Wednesday, May 5, 2010

Food and Art Blog



As many of you know, I'm not that much of a discriminating foodie. My approach towards drink - "if it's wet, drink it" - equally goes for my stance on cuisine: "whatever that is, it ain't gonna eat itself." Which is why it's odd to be starting a new entry where I left off last time: with food. Here's the explanation: you can't come to Korea without being struck by the attention the locals give to food and the variety of it as one encounters the specialties and variations from all over the small Korean peninsula. The affordability of Korean food (in Korea) also makes the shift from a western diet to a Korean one much easier on the bank balance; added to this, the local imitations of most western foods are pretty bloody awful at best. Corn on pizza? Sweet iced buns that everyone mistook for cream cheese for breakfast? And the coffee? Don't make me laugh. Granted, coming from Sydney means having been spoilt in the caffeinated domain, but today I paid $4.50 for a Cappuccino bucket whose flavour actually made me wince. The other week I watched a friend pay $6.50 for one, but the big difference was that she enjoyed hers (she's American).

But I digress, and I'm not in a coffee based culture here. If you want a drink in Korea, you have to hold your glass with both hands and turn away from the elder members of the table as you drink it. It's bad manners to refuse a drink and if your boss invites you out for soju then he wants to get to know you better, and you'd better not refuse. Consequently I wait with patience, often remarking to my principal on the hot weather we are having. I’m sure he’d love to hear about growing up in Mittagong / captaining the under 12 cricket team / the year they introduced an entrance fee for the Dahlia Festival. If you can out-drink your boss then you're in for promotion during the year. Well, I reckon I can out-drink the entire province of Gyeonggi-do, but don't tempt me. I can also feel the call of other, more Russian lands and wouldn't want to work as a "handsome projectionist" for too long. (Koreans remain fascinated by appearance in the education sector and in life in general. If you want work spend less time on your resume and more time on photoshopping your appearance for the application package. Nothing like life at home of course...)

Anyway, the picture above is of a dish I occasionally eat. I wandered into the food court across the road in search of an experience, and the lady who worked here was the first one to talk to me, so I tried to order something using the pointing and gesturing method. She knows less English than I know Korean. When I tried to gesture for "how much?" by pretending to leaf through some notes in my wallet, she must have thought I was making a peeling action and therefore set to work on whatever this is. It was pretty good and I have since gone back. The second time, she was thrilled to see me and took my hand and shook it, and taught me how to say "Si Dae Bi," which I believe is what this is called. If I'm right, no more pointing at food and rubbing my stomach.

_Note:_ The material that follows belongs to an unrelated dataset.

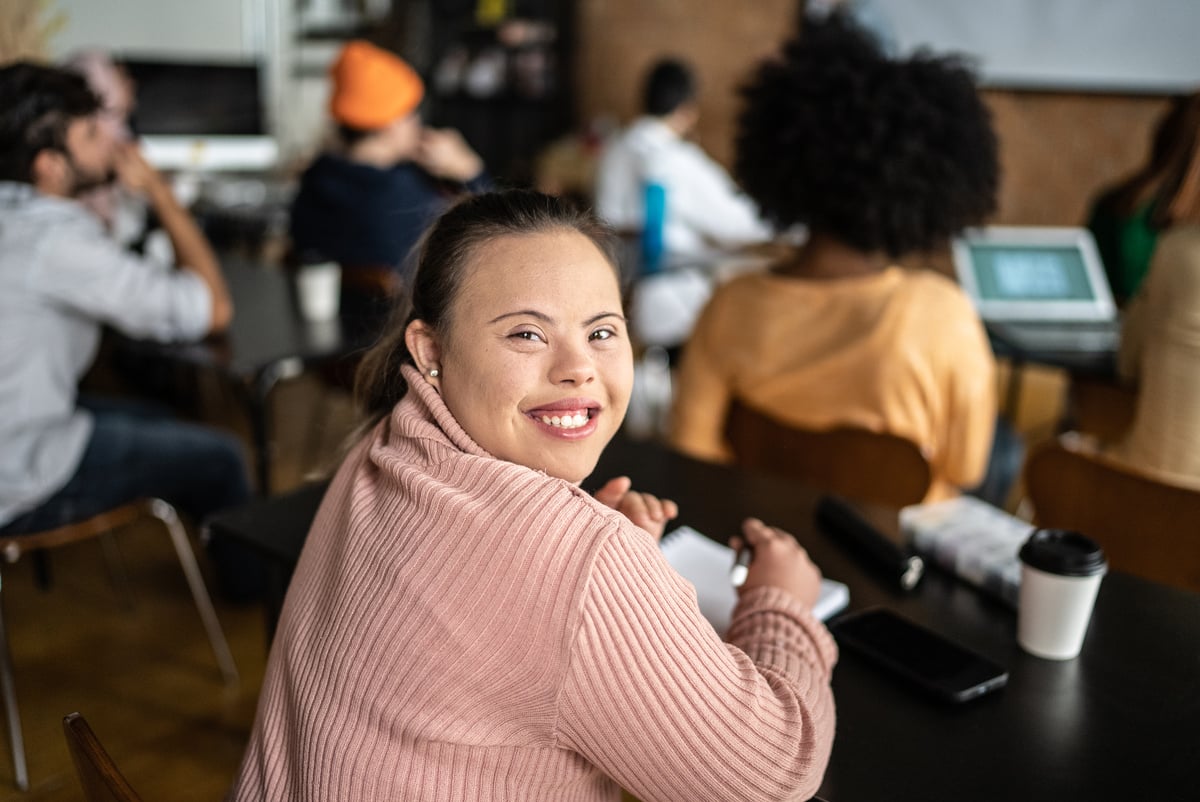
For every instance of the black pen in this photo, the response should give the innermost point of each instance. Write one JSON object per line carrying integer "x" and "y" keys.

The major outing of the past week was to the Icheon Ceramics Festival. I took my first bus journey beyond the city and once again marvelled at the cost - $3.90! A middle aged man looked after me and made sure I got off at the right stop. We had formed a bond by comparing tickets by pointing at them and at buses and at each other. 5 minutes of pointing amounted to this - "it seems we are going in the same direction." For every bug-eyed stare I get from Korea, there is someone who is pragmatic and helpful and makes being a foreigner so much easier. But I'll tell the story of when I lost my apartment key another time. Not here. I've got a bus to Sokcho to catch and want to round off this short post with a few pictures of what happened last weekend.



This is an example of the kind of stuff on display at the ceramics festival. I mainly took pictures of the fish-based designs because I think they looked the best. As it always is for me however, the best things are always the quirky and characteristic things of the day. Like when we found an elevator to take us downstairs, which subsequently wouldn't move, because there were 7 of us using it. Even though the restrictions said it would hold 10 people, 4 of us had to get out before the damn thing moved.



Here are the aforementioned:



And a traditional teahouse:



And I have to get my skates on. Take care out there. Remember: if they're good-lookin' - don't believe 'em.